На улице Ворошилова оставались заводы, частично сохранился мост через Свислочь. На том месте, где сейчас стадион Динамо, — холм, весь в зарослях сирени, мы готовились там к экзаменам. Напротив — в каменном красном доме — жили все писатели, отец моей подруги Рогнеды Кузьма Чорный с семьей, Аркадий Кулешов, а также два Петра — Бровка и Глебка. Цела была улица Белорусская, по ней мы ходили на Червенский рынок».
Военные расчищают от руин квартал, ограниченный улицами Советской, Энгельса, К. Маркса и Ленинской. Фотохроника БелТА (В. Лупейко). 1945 год
Мирные дни
«День Победы помню очень хорошо. Вижу себя бегущей к школе, кричу, а навстречу бегут такие же кричащие люди, плачут, обнимаются, целуются. Занятий в школе нет, всеобщее ликование. Потом дома обед, истерика любимой тети Паши — маминой сестры, которая вернулась с детьми из России и живет у нас. Ее муж Петр погиб. Строчки песни «Это праздник со слезами на глазах» — о наших судьбах. Лежит в моем архиве рукописная книга моих учеников (после окончания Ленинградского университета я вернулась в Минск и стала преподавать русский язык и литературу в своей же школе). Все до единого человека в классе писали о том, как прошлась война по их семьям: в книге есть даже похоронка.
Помню еще трагедию в первые дни 1946 года. В здании Верхнего города, где тогда размещался НКВД, организовали елку для молодежи. Билеты раздали лучшим рабочим, студентам, ученикам старших классов. В середине вечера запахло дымом. На мое счастье, мы с подругой оказались у двери и бросились из зала, а там бушевало пламя, дым застилал глаза, уже нельзя было зайти в гардероб, где тоже все горело. Бросились по лестнице, когда выбежали из подъезда, увидели пылающий 3-й этаж и людей, которые не знали, как спастись.
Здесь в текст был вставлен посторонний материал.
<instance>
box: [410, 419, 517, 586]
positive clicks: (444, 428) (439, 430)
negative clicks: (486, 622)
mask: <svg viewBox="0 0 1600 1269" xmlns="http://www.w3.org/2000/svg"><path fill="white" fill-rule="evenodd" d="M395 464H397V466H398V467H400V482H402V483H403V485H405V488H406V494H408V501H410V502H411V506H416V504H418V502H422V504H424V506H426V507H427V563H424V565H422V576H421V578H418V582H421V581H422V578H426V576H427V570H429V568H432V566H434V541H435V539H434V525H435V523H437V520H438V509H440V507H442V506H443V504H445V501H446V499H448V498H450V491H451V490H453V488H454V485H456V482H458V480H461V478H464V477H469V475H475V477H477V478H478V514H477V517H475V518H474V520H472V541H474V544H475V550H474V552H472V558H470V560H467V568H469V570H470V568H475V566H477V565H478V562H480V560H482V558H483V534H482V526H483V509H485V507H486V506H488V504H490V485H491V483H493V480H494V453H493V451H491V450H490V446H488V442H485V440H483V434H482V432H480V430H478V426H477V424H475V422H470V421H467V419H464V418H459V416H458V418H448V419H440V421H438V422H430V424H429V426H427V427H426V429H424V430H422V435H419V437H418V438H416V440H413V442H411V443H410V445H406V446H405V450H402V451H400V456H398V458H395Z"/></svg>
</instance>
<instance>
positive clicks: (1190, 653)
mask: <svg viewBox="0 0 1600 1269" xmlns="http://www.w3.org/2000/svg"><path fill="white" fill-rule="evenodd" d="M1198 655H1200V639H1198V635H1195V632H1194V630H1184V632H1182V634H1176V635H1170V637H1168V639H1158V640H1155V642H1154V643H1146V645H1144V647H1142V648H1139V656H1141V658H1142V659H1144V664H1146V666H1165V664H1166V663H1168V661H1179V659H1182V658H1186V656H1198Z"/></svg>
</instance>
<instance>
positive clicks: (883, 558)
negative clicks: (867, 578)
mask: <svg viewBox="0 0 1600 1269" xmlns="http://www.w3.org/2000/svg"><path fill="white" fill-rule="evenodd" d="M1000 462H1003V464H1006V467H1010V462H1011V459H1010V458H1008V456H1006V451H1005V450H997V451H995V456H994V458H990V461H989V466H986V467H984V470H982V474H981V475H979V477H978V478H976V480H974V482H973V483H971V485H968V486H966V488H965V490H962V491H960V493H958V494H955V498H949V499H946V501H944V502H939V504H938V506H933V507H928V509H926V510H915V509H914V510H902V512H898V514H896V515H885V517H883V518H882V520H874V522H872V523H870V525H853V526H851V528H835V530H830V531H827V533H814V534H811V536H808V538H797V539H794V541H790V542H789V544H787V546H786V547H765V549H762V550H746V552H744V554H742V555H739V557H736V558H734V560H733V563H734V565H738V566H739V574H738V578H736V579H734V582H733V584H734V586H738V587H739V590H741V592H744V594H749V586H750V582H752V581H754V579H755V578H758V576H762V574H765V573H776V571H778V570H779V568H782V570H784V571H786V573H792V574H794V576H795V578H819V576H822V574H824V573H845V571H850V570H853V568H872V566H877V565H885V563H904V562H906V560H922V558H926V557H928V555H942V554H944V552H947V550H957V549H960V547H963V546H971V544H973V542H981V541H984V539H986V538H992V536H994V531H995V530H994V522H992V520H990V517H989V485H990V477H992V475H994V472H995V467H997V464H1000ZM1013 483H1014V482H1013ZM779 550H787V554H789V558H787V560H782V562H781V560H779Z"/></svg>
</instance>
Запомнилось, что во время танцев приз за костюм Кармен получила яркая очаровательная девушка. Среди прибежавших на пожар кричал ее отец — офицер, только демобилизовавшийся и не видевший дочь с начала войны. Он вернулся домой именно в тот вечер и пошел встречать дочку на площадь. Его не пропустили в здание, девушка погибла, как и другие, в том числе моя одноклассница и учительница начальной школы.
Долго шел процесс над немецкими главарями, зверствовавшими в оккупированной Белоруссии. Завершилось все публичной казнью пятерых преступников при огромном скоплении народа. Нам запретили туда идти, но мы пришли.
Радостью было восстановление Минска, каждого нового здания, каждой улицы. У меня есть фотографии 1957 года: мы, учителя, с учениками 9-го класса закладываем парк около моста через Свислочь на нынешнем проспекте Независимости.
Сначала субботники по расчистке развалин, потом работа по украшению города — везде ученики моей любимой 2-й школы. Мы считаем Минск своим детищем по праву, вот почему с такой страстью наши бывшие ученики бросаются на защиту то ли парка, где срубали деревья под строительство, то ли в осуществление идеи восстановления древнего капища в излучине Свислочи.
Я рада, что таких людей в Минске становится больше; печально, что им есть с чем бороться».